Ultimately, this was a war the French could probably never win. The era of colonialism was coming to an end, and whatever distinctions the French saw between Algeria and their other former colonies, the rest of the world was unsympathetic. The Algerian rebels played a stellar game of shuttle diplomacy, eventually getting support or at least neutrality out of the Americans, the Chinese, and the Soviets (no mean feat in the early 1960s!). They had the numbers, they had the willingness to resort to terrible acts of violence, and they were not playing for the short-term. The FLN knew that they could simply outlast the French, and in the end they were right.
Horne's book has gained a new following since the start of the Iraqi insurgency, coming back into print in 2006. The new cover advertises that it is "on the reading list of President Bush and the US military," and it was apparently recommended to the then-President by no less than Henry Kissinger (whose authorized biographer is, wait for it, Alistair Horne). Now certainly it is on the reading list of some in the US military, yours truly for starters, but I'm not entirely sure the book holds anything but bad news for America.
In the first place, I'm not entirely sure how apt the analogy is. Yes, the Algerian war for independence can be described as an insurgency. But this is a land that had been considered part of France proper, at least by the French, for well over a century. By the time of Algeria's independence in 1962, there were a million pieds-noirs, with full French citizenship and voting rights, born and raised in Algeria.
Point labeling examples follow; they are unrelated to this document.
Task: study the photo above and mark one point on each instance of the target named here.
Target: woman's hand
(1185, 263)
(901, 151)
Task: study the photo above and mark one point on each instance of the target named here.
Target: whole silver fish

Yet even overlooking the vast differences between the situations, what about the Algerian experience is instructive for America? The war took down the very structure of French government, inspired two military coup attempts, resulted in almost total political defeat for France (despite tremendous military success once the resources were finally committed), the mass migration of the pieds-noirs, the slaughter of France's erstwhile Algerian allies, and the eventual disintegration in Algerian civil society leading to a full-blown civil war beginning in 1991. Not a lot there to be happy about, though it does make for a great read.